Last month a coworker gave me nearly twenty pounds of lamb, slaughtered on her farm in Central California. In previous posts I have discussed the strange state of the meat--weirdly cut, haphazardly frozen in disorganized chunks. This morning I pulled another lumpen, plastic-wrapped hunk from the freezer and allowed it to defrost; it looked like four chops, each differently sized. I trimmed them of fat and rubbed them with Molly Stevens' Moroccan Spice Rub:

1/2 tsp Fennel seeds (I don't have these in the house)
1/4 tsp coriander seeds
1/4 tsp black peppercorns
1/4 tsp allspice berries
3/4 tsp coarse salt
1/2 tsp ground ginger
1/4 tsp nutmeg (I don't like nutmeg, left it out)
1/4 tst cinnamon
Pinch tumeric
Pinch cayenne
Pinch saffron (can't stand the stuff.)

Toast the first four spices, then grind in grinder or mortar and pestle. Add the remaining spices to blend, then pat them on your lamb. Leave 12-24 hours.

I increased everything save the cinnamon to a half teaspoon, including the tumeric and cayenne. H-man and I have jaded palates.

Tomorrow I am supposed to braise all this with a sliced onion, butter, and stock.

This should go well with the leftovers from last night's eggplant adventure--baked eggplants and tomatoes with bread crumbs and basil. This from Paul Bertolli's Chez Panisse Cooking, and while not difficult, it's fussy and requires a lot of time.

The full recipe is on pages 94-95 of the text. Suffice to say it involves peeling fresh eggplant (not very easy), slicing them, precooking them in a 400 degree oven, boiling tomatoes to skin them (forget it), slicing those, making a vinaigrette of olive oil, red wine vinegar, basil (we had almost none: kitty had eaten most of the plant) and garlic. I chopped, prebaked, slilced everything into half moons, artfully arranged, drizzled vinaigrette. Tore up some sourdough bread for the crumbs, layered, baked. Oh, yeah, and then there was the parmesan cheese sprinked across the top. It turned out fine, if rather messy.

Stay tuned for the glossy photos of perfectly prepared and plated meals, complete with me looking like Tamasin Day-Lewis, windblown, sexy, with nary a greasepot on my Prada apron.
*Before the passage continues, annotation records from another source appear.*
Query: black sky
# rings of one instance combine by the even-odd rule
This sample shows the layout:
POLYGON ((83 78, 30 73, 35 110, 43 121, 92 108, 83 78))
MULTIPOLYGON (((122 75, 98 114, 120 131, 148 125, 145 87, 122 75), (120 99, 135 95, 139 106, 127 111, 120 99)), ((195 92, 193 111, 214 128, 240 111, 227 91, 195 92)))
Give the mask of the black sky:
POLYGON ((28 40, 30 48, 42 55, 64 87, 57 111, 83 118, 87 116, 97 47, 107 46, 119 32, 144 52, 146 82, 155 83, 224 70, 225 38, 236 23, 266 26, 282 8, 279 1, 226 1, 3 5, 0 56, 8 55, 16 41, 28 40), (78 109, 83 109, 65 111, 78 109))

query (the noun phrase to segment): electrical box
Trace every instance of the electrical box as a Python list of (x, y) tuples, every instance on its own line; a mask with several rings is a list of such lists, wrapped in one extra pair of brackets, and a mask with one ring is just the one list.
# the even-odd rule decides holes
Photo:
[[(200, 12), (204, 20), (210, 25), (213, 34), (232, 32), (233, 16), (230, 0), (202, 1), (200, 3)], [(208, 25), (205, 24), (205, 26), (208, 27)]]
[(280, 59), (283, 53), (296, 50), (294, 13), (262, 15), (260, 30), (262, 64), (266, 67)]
The next day (that is, today...)

Browned the lamb, then I sauteed a shallot (you may recall Hockeyman's aversion to onion) with some garlic. Added a cup of chicken broth. Cooked in a 300 degree oven for one hour and fifteen minutes. The result:

Hockeyman pronounced it excellent. I thought it was okay but not great. I'm just never going to be the sort of person who likes cinnamon with her dinner.

Alas, I am not having a Tamasin day, and my Prada apron is in the wash.

Ever alert, lest we require his assistance.